DOREEN STEWART, APPELLANT;
PUBLIC ADMINISTRATOR OF NASSAU COUNTY, ET AL., RESPONDENTS. (FILE NO. 340211)
In a proceeding, inter alia, to revoke letters of administration issued to the Public Administrator of Nassau County with respect to the estate of Arthur Willie Stewart, the petitioner appeals from an order of the Surrogate's Court, Nassau County (Riordan, S.), dated June 16, 2008, which denied her motion pursuant to CPLR 5015(a)(1) and (a)(4) to vacate her default in appearing at a court-ordered conference.
Published by New York State Law Reporting Bureau pursuant to Judiciary Law § 431.
This opinion is uncorrected and subject to revision before publication in the Official Reports.

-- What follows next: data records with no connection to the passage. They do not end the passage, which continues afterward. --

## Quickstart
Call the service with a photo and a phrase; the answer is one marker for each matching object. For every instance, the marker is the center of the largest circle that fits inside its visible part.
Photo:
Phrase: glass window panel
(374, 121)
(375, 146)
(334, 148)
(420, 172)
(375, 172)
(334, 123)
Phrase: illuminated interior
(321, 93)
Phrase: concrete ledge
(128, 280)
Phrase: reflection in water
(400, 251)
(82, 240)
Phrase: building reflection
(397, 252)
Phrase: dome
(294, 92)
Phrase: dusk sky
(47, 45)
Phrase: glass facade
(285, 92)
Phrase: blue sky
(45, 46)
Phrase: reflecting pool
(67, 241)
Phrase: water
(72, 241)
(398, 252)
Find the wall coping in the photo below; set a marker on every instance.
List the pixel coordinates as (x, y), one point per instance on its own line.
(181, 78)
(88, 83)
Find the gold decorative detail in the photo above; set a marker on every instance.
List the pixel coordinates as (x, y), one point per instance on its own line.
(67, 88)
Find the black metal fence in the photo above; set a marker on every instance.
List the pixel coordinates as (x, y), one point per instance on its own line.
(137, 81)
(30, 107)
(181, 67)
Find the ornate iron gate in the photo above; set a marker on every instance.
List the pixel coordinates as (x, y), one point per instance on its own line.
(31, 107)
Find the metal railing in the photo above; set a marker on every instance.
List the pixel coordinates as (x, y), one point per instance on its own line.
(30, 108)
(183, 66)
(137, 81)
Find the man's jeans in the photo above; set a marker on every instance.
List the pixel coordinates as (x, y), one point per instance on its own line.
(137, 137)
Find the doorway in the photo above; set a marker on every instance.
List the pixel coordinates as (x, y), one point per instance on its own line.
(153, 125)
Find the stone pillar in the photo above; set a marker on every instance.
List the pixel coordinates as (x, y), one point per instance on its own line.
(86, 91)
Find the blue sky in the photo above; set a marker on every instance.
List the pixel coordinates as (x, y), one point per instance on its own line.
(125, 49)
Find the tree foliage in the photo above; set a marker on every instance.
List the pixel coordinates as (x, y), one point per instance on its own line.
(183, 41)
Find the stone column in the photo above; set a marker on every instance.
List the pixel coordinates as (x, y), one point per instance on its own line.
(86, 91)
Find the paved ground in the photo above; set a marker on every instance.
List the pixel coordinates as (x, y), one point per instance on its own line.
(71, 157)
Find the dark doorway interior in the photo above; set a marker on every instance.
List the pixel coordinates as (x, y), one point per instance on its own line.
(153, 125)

WILLIAM F. MASTRO, J.P., HOWARD MILLER, THOMAS A. DICKERSON and CHERYL E. CHAMBERS, JJ.
DECISION & ORDER
ORDERED that the order is affirmed, without costs or disbursements.
In an oral decision rendered November 29, 2006, which provided the basis for an order dated December 7, 2006, the Surrogate directed the petitioner's attorney to appear at a conference on "January 10" to discuss the remaining undecided issues in the proceeding. The order dated December 7, 2006, however, erroneously directed the parties' attorneys to appear for a conference on January 10, 2006, rather than January 10, 2007. Where there is an inconsistency between an order and the decision upon which it is based, the decision controls (see Scheuering v Scheuering, 27 AD3d 446, 447; Spier v Horowitz, 16 AD3d 400, 401; Di Prospero v Ford Motor Co., 105 AD2d 479, 480). Contrary to the petitioner's contention, the order dated December 7, 2006, was not rendered a nullity by this inconsistency, since it did not affect a substantial right of a party (see CPLR 5019[a]). The petitioner's attorney, by his own subsequent admission, had notice of the correct conference date, but chose not to appear. Since the petitioner's attorney had notice of the conference date, that branch of the petitioner's motion which was pursuant to CPLR 5015(a)(4) to vacate her default in appearing at the conference, based on lack of jurisdiction to render the order, was properly denied (cf. Pelaez v Westchester Med. Ctr., 15 AD3d 375, 376).
Furthermore, the Surrogate providently exercised his discretion in denying that branch of the petitioner's motion which was pursuant to CPLR 5015(a)(1) to vacate her default in appearing at the conference based on excusable default. To be relieved of the default, the petitioner was required to demonstrate both a reasonable excuse for the default and a meritorious case (see CPLR 5015[a]; 47 Thames Realty v Robinson, 61 AD3d 923; Matter of Dellagatta v McGillicuddy, 31 AD3d 549, 550; Matter of Butterworth v Sperber, 6 AD3d 530). The petitioner failed to demonstrate a reasonable excuse for the default. Furthermore, she failed to submit any proof in evidentiary form to demonstrate that the portion of the petition that remained undecided had any merit (see Bollino v Hitzig, 34 AD3d 711; Juseinoski v Board of Educ. of City of N.Y., 15 AD3d 353, 356; Echevarria v Pathmark Stores, Inc., 7 AD3d 750, 751).
MASTRO, J.P., MILLER, DICKERSON and CHAMBERS, JJ., concur.